A República - Cap. 4: Capítulo 4 Pág. 111 / 290

- Com certeza que há.

- Qual? - perguntei. - E em que cidadãos se encontra?

- É - respondeu - a ciência da guarda e encontra-se nos chefes a que há pouco chamávamos guardas perfeitos.

- E, relativamente a essa ciência, como consideras a cidade?

- Considero-a prudente nas suas deliberações e verdadeiramente sábia.

- Mas - repliquei - quais são os que, na tua opinião, se encontram em maior número na cidade: os ferreiros ou os verdadeiros guardas?
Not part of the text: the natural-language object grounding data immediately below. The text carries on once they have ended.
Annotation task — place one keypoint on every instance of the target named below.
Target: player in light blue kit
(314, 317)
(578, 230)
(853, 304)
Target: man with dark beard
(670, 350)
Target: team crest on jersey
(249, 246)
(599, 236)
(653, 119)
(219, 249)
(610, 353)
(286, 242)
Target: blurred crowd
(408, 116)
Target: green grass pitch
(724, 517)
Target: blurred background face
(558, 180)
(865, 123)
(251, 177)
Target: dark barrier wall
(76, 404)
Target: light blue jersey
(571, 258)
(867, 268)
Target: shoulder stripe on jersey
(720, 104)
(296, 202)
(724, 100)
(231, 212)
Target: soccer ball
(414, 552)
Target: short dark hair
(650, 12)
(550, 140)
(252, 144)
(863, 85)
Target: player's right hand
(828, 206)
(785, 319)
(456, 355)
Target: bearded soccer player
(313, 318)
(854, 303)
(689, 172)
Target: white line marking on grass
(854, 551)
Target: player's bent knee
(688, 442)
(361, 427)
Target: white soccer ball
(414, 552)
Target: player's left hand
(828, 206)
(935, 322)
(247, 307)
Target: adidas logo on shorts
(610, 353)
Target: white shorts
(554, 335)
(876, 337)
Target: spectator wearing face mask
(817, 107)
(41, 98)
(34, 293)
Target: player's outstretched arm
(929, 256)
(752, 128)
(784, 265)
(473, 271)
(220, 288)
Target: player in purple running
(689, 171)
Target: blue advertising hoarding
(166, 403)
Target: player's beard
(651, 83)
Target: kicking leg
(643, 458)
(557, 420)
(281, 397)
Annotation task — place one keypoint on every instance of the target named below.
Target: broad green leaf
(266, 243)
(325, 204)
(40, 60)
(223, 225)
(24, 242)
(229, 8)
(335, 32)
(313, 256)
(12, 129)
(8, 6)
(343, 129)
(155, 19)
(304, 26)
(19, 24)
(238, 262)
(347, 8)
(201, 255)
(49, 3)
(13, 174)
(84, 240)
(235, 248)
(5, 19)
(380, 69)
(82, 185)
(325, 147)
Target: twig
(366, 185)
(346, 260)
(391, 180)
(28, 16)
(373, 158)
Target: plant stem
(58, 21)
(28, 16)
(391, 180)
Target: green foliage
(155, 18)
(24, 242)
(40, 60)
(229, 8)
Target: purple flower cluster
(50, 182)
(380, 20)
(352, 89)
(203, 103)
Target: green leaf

- Os ferreiros, e de longe.

- Por conseguinte, de todos os organismos que tiram o nome da profissão que exercem, o dos guardas será o menos numeroso?

- De longe.

- Assim, é para a classe, para a sua parte menos numerosa e para a ciência que nela reside, é para os que estão à cabeça e governam que toda a cidade, fundada segundo a natureza, deve ser sábia; e os homens desta raça são naturalmente muito raros e a eles compete participar na ciência que, única entre as ciências, merece o nome de sabedoria.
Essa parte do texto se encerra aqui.